The optical fiber reaches a new peak with a world record of 301 terabits per second!”

Engineers from Aston University have made a breakthrough by transmitting data at a speed 4.5 million times faster than conventional broadband. In collaboration with experts from the National Institute of Information and Communications Technology (NICT) in Japan and Nokia Bell Labs in the United States, researchers at Aston in Great Britain have achieved a remarkable breakthrough in the field of internet data transmission. Their technology is based on the use of wavelength bands previously untapped in fiber optic systems, thus setting a new world record for data transfer speed.

The result is not only impressive but also very promising, as they have managed to reach a speed of 301 terabits per second (Tbps). To give an idea of this performance, it represents a speed 4.5 million times higher than the average broadband available in most households. It's the equivalent of downloading an entire movie in a few hundredths of a second!

They exploited wavelength bands that had been untapped until now.

In its latest report, Ofcom indicates that the average download speeds for home broadband continued to grow. In March 2023, the average download speed was 69.4 Mbit/s, recording a 17% increase over the year. Ofcom is the English equivalent of ANRT in Morocco.

What makes this work even more remarkable is that the engineers exploited the existing infrastructure by simply increasing its capacity. Given that copper cables cannot support such speeds, the researchers opened new wavelength bands in the electromagnetic spectrum.

Ian Phillips, one of the lead researchers, explains: "In addition to the commercially available C and L bands, we used two additional spectral bands called E band and S band. Such bands are traditionally not needed as the C and L bands are sufficient to provide the required capacity to meet consumer needs."

The researchers also implemented amplifiers to ensure signal robustness over long distances.

In the case of fiber optics, the different wavelength bands equate to different colors of light transmitted along the fiber. To achieve these advancements, the researchers developed new devices such as optical amplifiers and optical gain equalizers.

Dr. Phillips explains: "In recent years, Aston University has developed optical amplifiers operating in the E band, which is adjacent to the C band in the electromagnetic spectrum but is about three times wider. Before the development of our device, no one was able to properly emulate E band channels in a controlled manner."

A "more ecologically sound" solution

According to Ian Philips and his colleague Wladek Forysiak, this approach has a dual benefit. On one hand, it offers a practical solution by increasing the speed of data transmission.
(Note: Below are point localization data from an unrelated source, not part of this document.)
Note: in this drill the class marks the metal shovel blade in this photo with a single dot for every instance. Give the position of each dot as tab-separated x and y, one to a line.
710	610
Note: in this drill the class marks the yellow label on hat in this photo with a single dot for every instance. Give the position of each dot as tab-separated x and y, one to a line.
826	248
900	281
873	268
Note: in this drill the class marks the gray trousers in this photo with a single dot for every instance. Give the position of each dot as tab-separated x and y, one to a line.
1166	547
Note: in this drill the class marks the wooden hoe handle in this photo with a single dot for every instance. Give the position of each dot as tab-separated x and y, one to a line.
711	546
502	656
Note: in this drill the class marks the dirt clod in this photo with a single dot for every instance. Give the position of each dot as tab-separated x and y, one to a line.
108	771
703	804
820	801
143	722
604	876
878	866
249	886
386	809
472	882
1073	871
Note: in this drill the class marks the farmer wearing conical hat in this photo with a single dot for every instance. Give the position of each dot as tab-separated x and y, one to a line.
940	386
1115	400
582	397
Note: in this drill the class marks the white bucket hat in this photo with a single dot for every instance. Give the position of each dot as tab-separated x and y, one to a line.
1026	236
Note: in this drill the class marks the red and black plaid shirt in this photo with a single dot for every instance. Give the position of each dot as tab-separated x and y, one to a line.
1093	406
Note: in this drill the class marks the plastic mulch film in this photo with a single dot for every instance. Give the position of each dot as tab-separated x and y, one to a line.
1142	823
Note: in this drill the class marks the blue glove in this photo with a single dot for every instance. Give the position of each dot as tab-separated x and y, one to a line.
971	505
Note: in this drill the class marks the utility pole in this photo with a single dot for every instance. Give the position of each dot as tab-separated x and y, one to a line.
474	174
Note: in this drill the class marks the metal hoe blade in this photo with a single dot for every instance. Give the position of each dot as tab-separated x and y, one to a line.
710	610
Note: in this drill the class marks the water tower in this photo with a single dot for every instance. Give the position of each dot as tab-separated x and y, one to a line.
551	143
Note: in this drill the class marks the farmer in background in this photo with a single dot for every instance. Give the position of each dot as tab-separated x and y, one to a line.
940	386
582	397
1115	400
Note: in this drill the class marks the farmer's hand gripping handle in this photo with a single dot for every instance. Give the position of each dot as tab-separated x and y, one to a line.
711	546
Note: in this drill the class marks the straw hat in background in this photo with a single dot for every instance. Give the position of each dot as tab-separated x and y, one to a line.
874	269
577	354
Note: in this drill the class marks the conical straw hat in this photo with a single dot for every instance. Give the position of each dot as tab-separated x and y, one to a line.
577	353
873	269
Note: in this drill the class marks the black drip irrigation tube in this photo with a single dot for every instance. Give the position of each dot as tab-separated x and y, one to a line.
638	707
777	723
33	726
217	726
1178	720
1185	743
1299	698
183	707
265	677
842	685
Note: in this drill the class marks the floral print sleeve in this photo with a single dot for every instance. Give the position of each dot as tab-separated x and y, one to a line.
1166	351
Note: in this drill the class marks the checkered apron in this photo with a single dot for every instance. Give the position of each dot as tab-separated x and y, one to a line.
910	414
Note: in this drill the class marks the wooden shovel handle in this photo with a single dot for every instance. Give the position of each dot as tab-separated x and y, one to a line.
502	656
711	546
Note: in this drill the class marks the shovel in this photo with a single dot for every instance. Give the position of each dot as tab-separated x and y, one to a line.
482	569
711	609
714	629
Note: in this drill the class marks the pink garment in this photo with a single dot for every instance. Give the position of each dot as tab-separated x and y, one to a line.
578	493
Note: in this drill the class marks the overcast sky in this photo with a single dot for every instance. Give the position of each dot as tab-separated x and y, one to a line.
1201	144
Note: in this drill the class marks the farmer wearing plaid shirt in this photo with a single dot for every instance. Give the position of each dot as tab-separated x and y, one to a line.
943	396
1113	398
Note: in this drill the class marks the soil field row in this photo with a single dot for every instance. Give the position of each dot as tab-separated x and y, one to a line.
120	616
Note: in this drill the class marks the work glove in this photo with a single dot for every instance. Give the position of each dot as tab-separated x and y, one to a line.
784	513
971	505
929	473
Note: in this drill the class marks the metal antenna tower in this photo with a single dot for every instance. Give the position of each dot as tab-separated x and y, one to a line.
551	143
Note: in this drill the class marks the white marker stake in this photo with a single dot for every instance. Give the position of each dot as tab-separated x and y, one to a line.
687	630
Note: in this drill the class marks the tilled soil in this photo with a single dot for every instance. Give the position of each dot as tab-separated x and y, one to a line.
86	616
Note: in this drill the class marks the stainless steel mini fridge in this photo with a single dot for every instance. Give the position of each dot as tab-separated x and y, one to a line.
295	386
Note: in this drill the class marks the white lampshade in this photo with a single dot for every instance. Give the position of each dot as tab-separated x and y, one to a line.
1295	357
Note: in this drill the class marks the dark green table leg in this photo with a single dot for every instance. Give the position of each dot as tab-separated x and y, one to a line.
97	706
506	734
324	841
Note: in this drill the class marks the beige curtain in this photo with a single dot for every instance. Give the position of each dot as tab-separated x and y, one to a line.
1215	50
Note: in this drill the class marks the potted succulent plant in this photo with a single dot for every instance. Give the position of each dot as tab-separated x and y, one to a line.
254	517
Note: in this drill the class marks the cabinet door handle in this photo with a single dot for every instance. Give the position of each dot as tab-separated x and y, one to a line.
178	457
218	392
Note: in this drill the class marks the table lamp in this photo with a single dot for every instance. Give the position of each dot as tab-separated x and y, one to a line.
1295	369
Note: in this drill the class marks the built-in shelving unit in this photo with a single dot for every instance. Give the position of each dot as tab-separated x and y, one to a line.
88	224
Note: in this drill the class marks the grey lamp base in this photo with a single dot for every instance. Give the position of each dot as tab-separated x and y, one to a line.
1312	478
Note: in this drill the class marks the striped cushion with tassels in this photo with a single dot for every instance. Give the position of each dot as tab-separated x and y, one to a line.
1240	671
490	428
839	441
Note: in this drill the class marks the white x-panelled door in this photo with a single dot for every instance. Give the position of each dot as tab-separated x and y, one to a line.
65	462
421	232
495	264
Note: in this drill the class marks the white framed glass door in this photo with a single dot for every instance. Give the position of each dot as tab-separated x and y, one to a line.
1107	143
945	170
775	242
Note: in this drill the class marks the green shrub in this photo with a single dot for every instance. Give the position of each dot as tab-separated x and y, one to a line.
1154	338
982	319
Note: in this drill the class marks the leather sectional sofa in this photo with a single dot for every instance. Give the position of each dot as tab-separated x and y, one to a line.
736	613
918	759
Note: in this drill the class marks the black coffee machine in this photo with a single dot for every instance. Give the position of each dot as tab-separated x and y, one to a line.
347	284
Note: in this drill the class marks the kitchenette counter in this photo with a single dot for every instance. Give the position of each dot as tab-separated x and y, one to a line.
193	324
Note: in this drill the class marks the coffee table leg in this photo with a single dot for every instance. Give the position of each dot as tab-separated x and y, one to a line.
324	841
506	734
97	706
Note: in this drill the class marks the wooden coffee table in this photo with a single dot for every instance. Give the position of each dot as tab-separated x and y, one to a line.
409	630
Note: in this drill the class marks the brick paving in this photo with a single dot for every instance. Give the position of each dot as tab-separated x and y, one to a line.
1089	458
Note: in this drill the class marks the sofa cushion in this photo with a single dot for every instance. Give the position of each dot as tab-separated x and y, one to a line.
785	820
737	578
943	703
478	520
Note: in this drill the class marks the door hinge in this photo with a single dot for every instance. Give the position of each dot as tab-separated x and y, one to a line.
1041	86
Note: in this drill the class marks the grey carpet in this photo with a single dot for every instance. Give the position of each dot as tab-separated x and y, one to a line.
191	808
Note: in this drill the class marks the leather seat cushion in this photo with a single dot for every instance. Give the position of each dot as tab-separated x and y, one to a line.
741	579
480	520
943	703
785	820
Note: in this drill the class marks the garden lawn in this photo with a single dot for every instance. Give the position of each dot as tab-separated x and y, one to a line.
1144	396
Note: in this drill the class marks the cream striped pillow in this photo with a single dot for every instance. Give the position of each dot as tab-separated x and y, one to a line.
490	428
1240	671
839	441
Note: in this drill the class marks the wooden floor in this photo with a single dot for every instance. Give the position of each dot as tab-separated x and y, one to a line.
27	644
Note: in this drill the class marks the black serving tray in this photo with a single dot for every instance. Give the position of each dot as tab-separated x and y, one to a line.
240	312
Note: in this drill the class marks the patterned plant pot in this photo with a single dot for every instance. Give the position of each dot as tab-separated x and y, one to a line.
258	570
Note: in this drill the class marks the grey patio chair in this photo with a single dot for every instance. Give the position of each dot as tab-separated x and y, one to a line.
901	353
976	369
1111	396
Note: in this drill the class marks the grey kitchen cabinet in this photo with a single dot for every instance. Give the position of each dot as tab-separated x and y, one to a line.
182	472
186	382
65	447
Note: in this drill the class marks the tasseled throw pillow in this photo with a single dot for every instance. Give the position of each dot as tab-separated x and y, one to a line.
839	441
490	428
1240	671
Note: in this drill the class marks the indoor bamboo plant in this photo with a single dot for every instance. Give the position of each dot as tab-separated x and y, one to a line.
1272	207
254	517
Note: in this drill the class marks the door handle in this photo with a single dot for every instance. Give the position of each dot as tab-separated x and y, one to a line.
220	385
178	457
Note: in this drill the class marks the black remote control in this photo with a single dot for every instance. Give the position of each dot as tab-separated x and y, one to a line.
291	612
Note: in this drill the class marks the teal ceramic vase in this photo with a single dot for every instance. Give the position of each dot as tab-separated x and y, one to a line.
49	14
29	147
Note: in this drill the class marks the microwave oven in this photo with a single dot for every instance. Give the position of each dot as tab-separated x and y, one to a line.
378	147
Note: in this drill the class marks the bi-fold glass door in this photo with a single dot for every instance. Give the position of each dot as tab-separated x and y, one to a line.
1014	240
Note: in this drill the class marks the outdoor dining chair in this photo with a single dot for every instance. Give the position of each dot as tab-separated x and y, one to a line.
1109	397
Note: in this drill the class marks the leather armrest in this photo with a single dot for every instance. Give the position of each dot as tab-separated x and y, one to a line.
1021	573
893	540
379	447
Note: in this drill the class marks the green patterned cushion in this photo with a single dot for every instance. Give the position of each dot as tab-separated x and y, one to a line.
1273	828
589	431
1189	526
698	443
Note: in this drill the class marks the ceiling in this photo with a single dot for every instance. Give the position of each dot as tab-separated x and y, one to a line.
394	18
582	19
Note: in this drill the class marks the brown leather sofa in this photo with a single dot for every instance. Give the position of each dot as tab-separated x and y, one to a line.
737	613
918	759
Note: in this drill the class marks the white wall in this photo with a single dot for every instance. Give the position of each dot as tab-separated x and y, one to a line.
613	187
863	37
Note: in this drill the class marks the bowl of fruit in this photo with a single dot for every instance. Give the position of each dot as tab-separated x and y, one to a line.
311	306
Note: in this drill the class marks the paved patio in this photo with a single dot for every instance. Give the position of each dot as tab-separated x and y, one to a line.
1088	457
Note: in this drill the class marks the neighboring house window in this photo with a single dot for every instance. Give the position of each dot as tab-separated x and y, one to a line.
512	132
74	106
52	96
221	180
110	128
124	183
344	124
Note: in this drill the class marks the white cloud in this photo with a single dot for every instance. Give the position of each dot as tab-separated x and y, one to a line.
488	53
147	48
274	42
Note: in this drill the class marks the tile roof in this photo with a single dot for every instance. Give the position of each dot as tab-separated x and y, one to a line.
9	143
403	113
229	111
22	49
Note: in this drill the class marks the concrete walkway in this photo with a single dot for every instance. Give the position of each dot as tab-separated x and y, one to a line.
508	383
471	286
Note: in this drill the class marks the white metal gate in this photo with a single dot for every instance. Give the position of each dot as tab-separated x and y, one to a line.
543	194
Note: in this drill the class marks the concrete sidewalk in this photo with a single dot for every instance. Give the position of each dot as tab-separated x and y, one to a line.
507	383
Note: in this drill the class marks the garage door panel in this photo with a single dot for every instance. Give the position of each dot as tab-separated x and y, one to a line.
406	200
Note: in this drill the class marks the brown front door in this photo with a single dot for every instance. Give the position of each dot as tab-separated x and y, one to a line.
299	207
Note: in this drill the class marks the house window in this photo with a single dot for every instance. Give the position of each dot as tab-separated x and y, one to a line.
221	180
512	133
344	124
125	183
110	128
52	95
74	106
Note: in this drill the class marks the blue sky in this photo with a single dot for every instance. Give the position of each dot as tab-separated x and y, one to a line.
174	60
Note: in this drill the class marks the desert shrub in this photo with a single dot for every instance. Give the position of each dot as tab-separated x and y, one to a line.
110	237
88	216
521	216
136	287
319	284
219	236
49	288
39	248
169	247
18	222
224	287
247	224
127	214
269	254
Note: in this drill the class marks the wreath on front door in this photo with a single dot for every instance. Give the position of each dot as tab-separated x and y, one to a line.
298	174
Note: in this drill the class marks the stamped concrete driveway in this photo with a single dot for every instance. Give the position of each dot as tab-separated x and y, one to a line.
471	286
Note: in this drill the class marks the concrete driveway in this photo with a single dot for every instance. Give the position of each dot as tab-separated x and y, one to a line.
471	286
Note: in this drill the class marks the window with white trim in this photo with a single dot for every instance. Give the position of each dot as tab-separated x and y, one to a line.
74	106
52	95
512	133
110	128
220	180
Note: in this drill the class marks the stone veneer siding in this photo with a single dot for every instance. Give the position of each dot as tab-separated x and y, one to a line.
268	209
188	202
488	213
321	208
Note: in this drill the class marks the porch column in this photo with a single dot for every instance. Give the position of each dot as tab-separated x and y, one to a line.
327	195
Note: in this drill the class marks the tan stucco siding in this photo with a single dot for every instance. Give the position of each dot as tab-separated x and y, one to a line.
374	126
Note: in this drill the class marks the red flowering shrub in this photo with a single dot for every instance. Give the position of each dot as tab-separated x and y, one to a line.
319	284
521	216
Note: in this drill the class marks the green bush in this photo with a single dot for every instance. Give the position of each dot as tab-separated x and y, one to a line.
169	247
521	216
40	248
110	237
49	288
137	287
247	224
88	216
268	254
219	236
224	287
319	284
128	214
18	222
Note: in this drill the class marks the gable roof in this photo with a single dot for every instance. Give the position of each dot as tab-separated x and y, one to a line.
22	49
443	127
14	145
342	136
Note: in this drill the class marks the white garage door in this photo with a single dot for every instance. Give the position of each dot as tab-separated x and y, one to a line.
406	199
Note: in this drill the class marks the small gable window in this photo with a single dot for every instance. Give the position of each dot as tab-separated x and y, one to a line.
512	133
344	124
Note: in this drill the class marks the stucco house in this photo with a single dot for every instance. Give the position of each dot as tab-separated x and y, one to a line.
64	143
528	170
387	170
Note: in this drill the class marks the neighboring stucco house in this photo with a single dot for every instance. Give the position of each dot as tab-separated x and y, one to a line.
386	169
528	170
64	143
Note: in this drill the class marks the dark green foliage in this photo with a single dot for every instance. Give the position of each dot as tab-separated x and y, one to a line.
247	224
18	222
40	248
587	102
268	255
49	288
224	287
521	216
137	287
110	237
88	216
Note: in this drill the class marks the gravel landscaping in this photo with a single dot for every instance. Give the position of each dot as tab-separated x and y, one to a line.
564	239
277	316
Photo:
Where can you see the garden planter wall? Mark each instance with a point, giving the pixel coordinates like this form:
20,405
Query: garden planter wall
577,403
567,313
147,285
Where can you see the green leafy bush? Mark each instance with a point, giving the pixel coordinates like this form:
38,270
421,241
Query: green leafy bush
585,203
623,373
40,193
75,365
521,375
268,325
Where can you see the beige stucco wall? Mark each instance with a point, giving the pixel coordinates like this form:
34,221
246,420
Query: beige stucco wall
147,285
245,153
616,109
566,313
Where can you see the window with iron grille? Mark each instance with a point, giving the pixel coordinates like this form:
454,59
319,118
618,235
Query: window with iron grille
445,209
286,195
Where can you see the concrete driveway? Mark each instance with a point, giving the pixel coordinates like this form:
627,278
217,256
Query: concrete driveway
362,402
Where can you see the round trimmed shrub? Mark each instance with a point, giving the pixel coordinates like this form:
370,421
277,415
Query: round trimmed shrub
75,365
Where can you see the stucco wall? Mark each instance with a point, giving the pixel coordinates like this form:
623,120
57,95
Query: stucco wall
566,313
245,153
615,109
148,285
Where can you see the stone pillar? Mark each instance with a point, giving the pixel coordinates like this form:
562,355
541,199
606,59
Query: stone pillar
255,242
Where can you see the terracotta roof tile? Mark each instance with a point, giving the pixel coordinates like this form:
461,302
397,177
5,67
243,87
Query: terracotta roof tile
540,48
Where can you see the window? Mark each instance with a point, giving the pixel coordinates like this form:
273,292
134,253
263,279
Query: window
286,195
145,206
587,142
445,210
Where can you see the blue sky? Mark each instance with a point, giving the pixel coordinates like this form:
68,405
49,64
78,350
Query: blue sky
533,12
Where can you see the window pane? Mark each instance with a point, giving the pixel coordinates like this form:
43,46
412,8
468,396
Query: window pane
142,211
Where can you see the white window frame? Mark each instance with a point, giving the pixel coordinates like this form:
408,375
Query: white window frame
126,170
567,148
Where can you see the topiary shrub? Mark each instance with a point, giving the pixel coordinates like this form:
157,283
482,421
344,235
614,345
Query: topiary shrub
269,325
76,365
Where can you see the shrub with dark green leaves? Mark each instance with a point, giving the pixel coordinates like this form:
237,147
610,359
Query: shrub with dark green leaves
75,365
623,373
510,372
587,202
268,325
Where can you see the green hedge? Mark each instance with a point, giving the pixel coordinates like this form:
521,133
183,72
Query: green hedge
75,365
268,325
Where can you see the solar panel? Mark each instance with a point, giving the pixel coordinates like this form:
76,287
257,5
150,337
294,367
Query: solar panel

On the other hand, it is economical and ecological, as it involves no changes to the existing infrastructure.

In their study published by the Institution of Engineering and Technology (IET), they state: "It is also a 'greener solution' than deploying newer fibers and cables, as it makes more use of the existing deployed fiber network, thus increasing its capacity to carry data and extending its useful life and commercial value."